Painting by Filippo Lippi

The Funeral of Saint Jerome is a painting by the Italian Renaissance painter Filippo Lippi of Saint Jerome's funeral. It is housed in the Museo dell'Opera del Duomo next to the Cathedral of Prato, central Italy.

==History==
The large altarpiece was commissioned by the provost of Prato, Geminiano Inghirami, a patron of the arts who also called Donatello and Michelozzo to work in the cathedral. The panel is dated 1440, but this has been always considered a false due to the large stylistic differences with other Lippi's works of the period. It is generally recognized to be from between 1452, when Lippi arrived in Prato (or a few years before), and Inghirami's death in 1460.

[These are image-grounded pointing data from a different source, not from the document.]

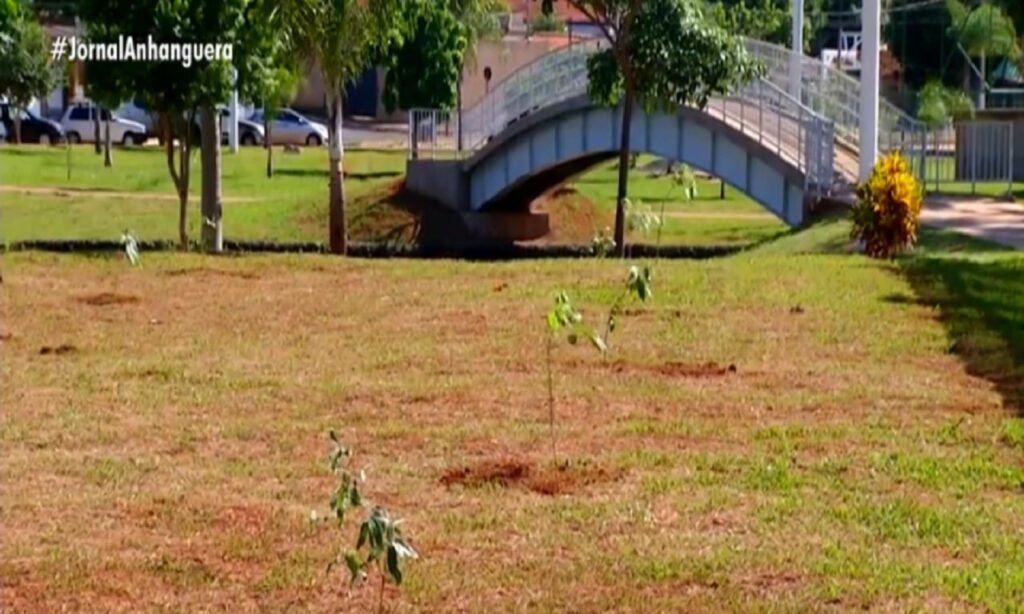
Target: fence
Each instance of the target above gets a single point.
(969, 155)
(432, 133)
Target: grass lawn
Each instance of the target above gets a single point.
(38, 202)
(708, 219)
(137, 193)
(793, 428)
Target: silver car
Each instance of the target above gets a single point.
(292, 128)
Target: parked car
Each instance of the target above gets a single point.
(34, 128)
(290, 127)
(137, 112)
(250, 133)
(78, 123)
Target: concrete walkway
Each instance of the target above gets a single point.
(997, 221)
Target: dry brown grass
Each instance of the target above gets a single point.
(731, 454)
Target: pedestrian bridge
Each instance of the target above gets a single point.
(782, 143)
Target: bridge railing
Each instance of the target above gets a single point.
(836, 95)
(763, 110)
(791, 130)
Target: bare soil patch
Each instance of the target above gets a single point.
(671, 368)
(203, 271)
(109, 298)
(561, 479)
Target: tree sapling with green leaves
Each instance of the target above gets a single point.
(380, 542)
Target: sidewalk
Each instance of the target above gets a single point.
(989, 219)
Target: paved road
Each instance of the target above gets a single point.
(989, 219)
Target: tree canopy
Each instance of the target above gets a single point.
(25, 56)
(660, 53)
(425, 70)
(673, 56)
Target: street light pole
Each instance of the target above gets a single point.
(797, 55)
(870, 35)
(232, 128)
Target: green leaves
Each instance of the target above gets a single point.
(937, 103)
(563, 315)
(25, 68)
(424, 71)
(602, 244)
(379, 539)
(641, 218)
(671, 52)
(638, 281)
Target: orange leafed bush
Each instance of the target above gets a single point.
(885, 218)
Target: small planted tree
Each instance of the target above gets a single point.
(885, 218)
(380, 543)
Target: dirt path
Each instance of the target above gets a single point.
(989, 219)
(716, 215)
(102, 193)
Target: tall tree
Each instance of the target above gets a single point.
(982, 32)
(269, 66)
(662, 53)
(25, 59)
(942, 40)
(426, 69)
(341, 37)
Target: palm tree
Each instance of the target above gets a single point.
(980, 32)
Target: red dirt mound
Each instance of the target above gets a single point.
(561, 479)
(108, 298)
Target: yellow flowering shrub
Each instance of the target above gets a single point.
(888, 208)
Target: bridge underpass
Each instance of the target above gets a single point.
(538, 129)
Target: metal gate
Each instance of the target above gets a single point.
(962, 156)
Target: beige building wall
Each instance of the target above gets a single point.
(504, 57)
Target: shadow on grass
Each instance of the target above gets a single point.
(981, 305)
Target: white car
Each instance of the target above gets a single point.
(136, 112)
(78, 125)
(290, 127)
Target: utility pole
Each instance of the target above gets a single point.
(870, 28)
(232, 127)
(797, 56)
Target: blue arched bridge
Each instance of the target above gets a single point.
(782, 143)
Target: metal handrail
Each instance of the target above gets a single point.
(793, 130)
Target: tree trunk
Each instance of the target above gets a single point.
(108, 160)
(268, 142)
(97, 145)
(180, 178)
(624, 174)
(184, 158)
(458, 103)
(211, 204)
(338, 233)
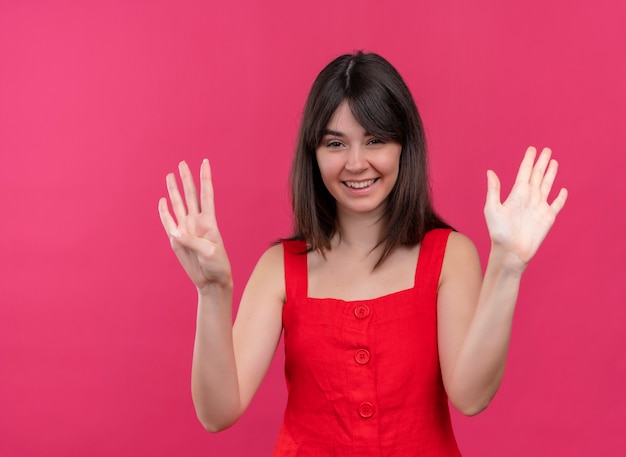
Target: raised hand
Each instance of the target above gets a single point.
(193, 230)
(518, 226)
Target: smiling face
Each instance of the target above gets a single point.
(358, 169)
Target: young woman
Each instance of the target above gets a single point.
(385, 313)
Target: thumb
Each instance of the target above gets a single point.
(493, 189)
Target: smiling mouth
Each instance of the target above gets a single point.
(360, 184)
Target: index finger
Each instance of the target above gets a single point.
(207, 203)
(526, 167)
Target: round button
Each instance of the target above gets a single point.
(361, 311)
(366, 410)
(362, 356)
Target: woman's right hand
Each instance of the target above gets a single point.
(193, 231)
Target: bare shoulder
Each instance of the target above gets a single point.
(269, 273)
(461, 258)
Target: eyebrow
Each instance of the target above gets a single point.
(339, 134)
(332, 133)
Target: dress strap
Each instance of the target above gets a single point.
(431, 255)
(296, 271)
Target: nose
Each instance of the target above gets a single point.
(356, 161)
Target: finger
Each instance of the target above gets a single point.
(548, 179)
(207, 201)
(539, 170)
(493, 189)
(526, 167)
(189, 188)
(169, 224)
(177, 202)
(559, 202)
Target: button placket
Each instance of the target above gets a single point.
(362, 356)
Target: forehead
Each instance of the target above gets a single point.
(343, 121)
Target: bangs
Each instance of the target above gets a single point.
(378, 112)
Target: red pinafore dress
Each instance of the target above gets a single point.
(363, 376)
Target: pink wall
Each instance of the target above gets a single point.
(99, 100)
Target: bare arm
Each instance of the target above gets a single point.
(228, 365)
(475, 315)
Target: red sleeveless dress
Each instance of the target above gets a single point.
(363, 376)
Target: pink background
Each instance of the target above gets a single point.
(99, 100)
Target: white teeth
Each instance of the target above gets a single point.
(360, 184)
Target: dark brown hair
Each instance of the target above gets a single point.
(382, 103)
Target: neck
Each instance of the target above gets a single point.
(358, 232)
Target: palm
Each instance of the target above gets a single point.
(193, 230)
(520, 223)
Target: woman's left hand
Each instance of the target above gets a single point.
(518, 226)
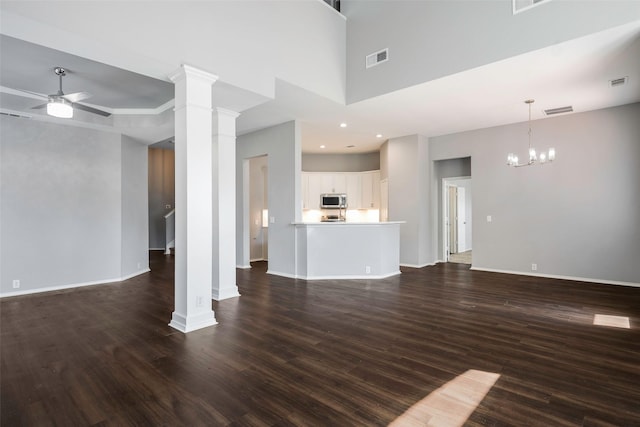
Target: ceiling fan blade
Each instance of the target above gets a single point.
(78, 96)
(91, 110)
(39, 95)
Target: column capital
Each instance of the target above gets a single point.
(225, 112)
(189, 71)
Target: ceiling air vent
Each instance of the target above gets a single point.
(618, 82)
(552, 111)
(377, 58)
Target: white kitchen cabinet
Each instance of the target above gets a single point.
(353, 191)
(362, 188)
(314, 187)
(370, 190)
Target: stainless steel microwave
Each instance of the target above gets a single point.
(333, 201)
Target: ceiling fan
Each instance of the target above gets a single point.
(62, 105)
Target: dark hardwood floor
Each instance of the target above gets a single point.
(338, 353)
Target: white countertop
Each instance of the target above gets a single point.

It is housed in the cathedral's museum since the 20th century.

==Description==
The work features numerous characters, painted in different attitudes. In the center, lying on a catafalque with a precious cloth decorated with pomegranates, is the body of Saint Jerome. He is surrounded by a group of monks, whose faces show their mourning and despair for the saint's death. The pomegranate cloth is also visible in the funerary monument of Geminiano Inghirami, once in the church of San Francesco, attributed to Pasquino da Montepulciano (1460).

The mourner's faces show that Lippi had studied Giotto's work in the Bardi Chapel, as some gestures are very similar, such as that of the monks kissing the saint's feet or the one raising his hands. Also the saint's position is similar to Giotto's, as well as the presence of ancient numismatic, a widespread theme at the time.

In the foreground is Inghirami kneeling, with a crippled youth in front of him who points at Jerome's body (a trick to avoid that the donor's red garments could distract the observer). The crippled figure is inspired by the frescoes by Masaccio and Masolino da Panicale in the Brancacci Chapel, which Lippi knew well as he had a been a monk in the convent housing the chapel in his youth.

The upper part of the panel, aside from rocky mountains with three secondary scenes (Adoration of the Child and two episodes of the saint's life), is occupied by angels, perhaps executed by Fra' Diamante or another collaborator. Among them circles which allude to the Heaven's Circles, the Redeemer (with a book with Alpha and Omega), the Holy Spirit dove and the Jesus opening his arms.

At the bottom is the coat of arms of the Inghirami family.